RAID0 would help me use more efficiently the total disk space available at each 
node, but tests have shown that under write load it behaves much worse than 
using separate data dirs, one per disk.
there are different strategies how RAID0 splits reads, also changing io scheduler and filesystem helps. I found that ZFS/ZRAID is best, especially backups are very good. If you dont plan to do backups ext4 is not bad either, but compactions are rather slow on it.

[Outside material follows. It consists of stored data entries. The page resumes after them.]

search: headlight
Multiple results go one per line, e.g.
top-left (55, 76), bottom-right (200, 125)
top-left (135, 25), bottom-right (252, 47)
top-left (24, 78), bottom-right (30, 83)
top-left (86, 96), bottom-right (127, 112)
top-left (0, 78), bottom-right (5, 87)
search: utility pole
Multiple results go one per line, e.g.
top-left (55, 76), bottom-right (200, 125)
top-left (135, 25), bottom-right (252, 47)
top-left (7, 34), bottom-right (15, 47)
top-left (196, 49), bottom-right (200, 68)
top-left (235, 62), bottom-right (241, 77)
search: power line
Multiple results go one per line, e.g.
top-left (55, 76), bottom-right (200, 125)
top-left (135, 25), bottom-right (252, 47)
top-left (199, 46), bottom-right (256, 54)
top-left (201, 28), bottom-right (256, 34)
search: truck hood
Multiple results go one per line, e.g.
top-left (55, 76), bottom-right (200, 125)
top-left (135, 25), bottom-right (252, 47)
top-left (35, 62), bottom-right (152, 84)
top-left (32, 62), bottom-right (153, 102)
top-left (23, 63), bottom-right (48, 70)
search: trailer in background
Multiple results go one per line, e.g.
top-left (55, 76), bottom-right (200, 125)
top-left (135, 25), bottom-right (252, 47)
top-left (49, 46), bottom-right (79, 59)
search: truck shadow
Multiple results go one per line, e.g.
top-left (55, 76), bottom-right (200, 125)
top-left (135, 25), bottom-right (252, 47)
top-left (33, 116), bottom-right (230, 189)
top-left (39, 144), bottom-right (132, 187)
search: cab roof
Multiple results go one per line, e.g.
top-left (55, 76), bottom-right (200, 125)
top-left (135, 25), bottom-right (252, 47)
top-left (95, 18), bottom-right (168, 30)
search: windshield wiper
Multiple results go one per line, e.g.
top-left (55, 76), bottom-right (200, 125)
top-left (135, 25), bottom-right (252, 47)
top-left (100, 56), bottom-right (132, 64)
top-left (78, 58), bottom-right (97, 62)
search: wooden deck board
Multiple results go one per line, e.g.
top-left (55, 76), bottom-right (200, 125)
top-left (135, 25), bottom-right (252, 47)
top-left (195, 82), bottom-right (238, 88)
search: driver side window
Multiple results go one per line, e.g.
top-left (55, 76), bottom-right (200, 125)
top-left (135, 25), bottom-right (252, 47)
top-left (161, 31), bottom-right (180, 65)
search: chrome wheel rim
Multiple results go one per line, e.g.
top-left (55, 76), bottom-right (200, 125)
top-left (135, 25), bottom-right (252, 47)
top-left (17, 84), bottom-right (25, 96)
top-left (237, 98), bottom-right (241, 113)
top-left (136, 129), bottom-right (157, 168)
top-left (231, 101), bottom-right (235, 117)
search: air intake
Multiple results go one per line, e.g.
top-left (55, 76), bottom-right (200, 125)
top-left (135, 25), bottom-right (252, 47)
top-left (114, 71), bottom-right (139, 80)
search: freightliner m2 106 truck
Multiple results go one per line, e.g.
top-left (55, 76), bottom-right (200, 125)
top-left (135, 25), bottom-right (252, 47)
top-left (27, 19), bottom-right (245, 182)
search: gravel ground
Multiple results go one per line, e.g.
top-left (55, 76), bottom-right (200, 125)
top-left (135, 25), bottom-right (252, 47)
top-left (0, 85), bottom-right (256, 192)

  I used a 3-node cluster, and the node with RAID0 kept getting behind the 
other two nodes which had separate data dirs. The problem with separate data 
dirs is that it seems to be difficult for Cassandra to use the space 
efficiently due to the compactions.
If you need to think about disk free space on nodes, then you do not have enough storage. TB drives are cheap today, buy some. Cluster should not be designed - we will be lucky if all our data fits there and we will not run out of space during major compactions.
  I first tried the new Leveled compactions scheme, which seemed promising since it would 
create "small" files that could be scattered by the data dirs, but the IO 
necessary for this compaction scheme is enormous under write load.
yes. its for mostly read only apps. but raising base table size to something larger like 50 MB helps.
Am I missing something here? Is this the best way to deal with this (abnormal) 
use case?
It takes time to learn how to tune cassandra properly. If you do not have time, hire somebody who will do it for you. It took me few months to master and its kinda difficult to explain it over mail.